President Obama Visits Puerto Rico

Watch the President's full remarks here.

Today, President Obama traveled to San Juan, Puerto Rico for the first official visit by a sitting U.S. President to the island since President Kennedy visited in 1961. The visit follows a comprehensive report of the President’s Task Force on Puerto Rico’s Status, which provides a meaningful way forward on the question of status while making significant recommendations important to Puerto Rico’s economic development.

President Barack Obama delivers remarks at Luis Munoz Marin

President Barack Obama delivers remarks at the arrival ceremony at Luis Munoz Marin International Airport in San Juan, Puerto Rico, June 14, 2011. (Official White House Photo by Samantha Appleton)

A woman cheers at the arrival ceremony at Luis Munoz Marin

A woman cheers President Barack Obama at the arrival ceremony at Luis Munoz Marin International Airport in San Juan, Puerto Rico, June 14, 2011. (Official White House Photo by Pete Souza)

President Obama La Fortaleza

President Barack Obama tours La Fortaleza, the official residence of the Governor of Puerto Rico, with Gov. Luis Fortuno, First Lady Luce Vela de Fortuno and Rep. Pedro Pierluisi in San Juan, Puerto Rico, June 14, 2011. (Official White House Photo by Pete Souza)

President Obama greets audience members

President Barack Obama greets audience members at the arrival ceremony in San Juan, Puerto Rico, June 14, 2011. (Official White House Photo by Pete Souza)

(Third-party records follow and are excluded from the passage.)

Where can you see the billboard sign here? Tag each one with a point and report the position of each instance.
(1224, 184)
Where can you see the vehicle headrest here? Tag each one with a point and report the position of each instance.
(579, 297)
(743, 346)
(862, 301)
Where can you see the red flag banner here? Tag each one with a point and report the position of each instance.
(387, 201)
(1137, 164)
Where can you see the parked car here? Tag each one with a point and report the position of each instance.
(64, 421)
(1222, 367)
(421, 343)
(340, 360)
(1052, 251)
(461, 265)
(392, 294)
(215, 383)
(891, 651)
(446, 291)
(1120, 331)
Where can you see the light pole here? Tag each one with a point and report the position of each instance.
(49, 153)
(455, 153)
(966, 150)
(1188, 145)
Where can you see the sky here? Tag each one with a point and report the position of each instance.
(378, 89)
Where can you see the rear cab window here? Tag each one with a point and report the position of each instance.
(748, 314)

President Obama San Juan Airport

President Barack Obama delivers remarks at a welcome event at Luis Munoz Marin International Airport in San Juan, Puerto Rico, June 14, 2011. (Official White House Photo by Samantha Appleton)

In his remarks, the President acknowledged the Puerto Rican men and women who serve in uniform and told the story of Juan Castillo, a World War II and Korean War vet, that's a couple of months away from his 101st birthday:

Juan’s legacy is carried on by Puerto Ricans in Iraq and Afghanistan; men and women like Chief Master Sergeant Ramon Colon-Lopez, of the United States Air Force. In 2004, Ramon’s team was going after a high-value target in Afghanistan.  His helicopter was seriously damaged by hostile fire.  In the thick of battle, he didn’t know how large the force that he was up against.  But he pressed on anyway, and his team killed or captured 12 enemy fighters.  Because of his bravery, he was the first Hispanic American to be awarded the Air Force Combat Action Medal. 

And I tell this story because for decades, Puerto Ricans like Juan and Ramon have put themselves in harm’s way for a simple reason:  They want to protect the country that they love.  Their willingness to serve, their willingness to sacrifice, is as American as apple pie –- or as Arroz con Gandules.  The aspirations and the struggles on this island mirror those across America.

He highlighted the steps Puerto Rican workers are taking to create a clean energy economy, citing the example of the Cuartel de Ballaja, which he spoke in front of during a visit in 2008. This building, home to so many chapters of Puerto Rican history, is now being turned into a model of energy efficiency with an estimated 57 percent energy savings.

Those are the kinds of steps it will take for Puerto Rico to win the future and for America to win the future. That’s what we do in this country.  With each passing decade, with each new challenge, we reinvent ourselves.  We find new ways to solve our problems.  We push forward. 

And we do so in a way that gives every one of our people a shot at the dream that we all share -– the dream that if you’re willing to work hard and take responsibility, you can build a better life for your family.  You can find a job that’s secure, provides decent wages, provides for your children, provides for your retirement.  That’s what people are hoping for, and it’s not too much to ask.

Puerto Rico, I don’t need to tell you that we’re not there yet.  We’re not where we need to be.  But in these challenging times, people on this island don’t quit.  We don’t turn back.  People in America don’t quit.  We don’t turn back.  We place our bets on entrepreneurs and on workers and on our families.  We understand that there is strength in our diversity.  We renew the American Dream.  We have done it before.  We will do it again.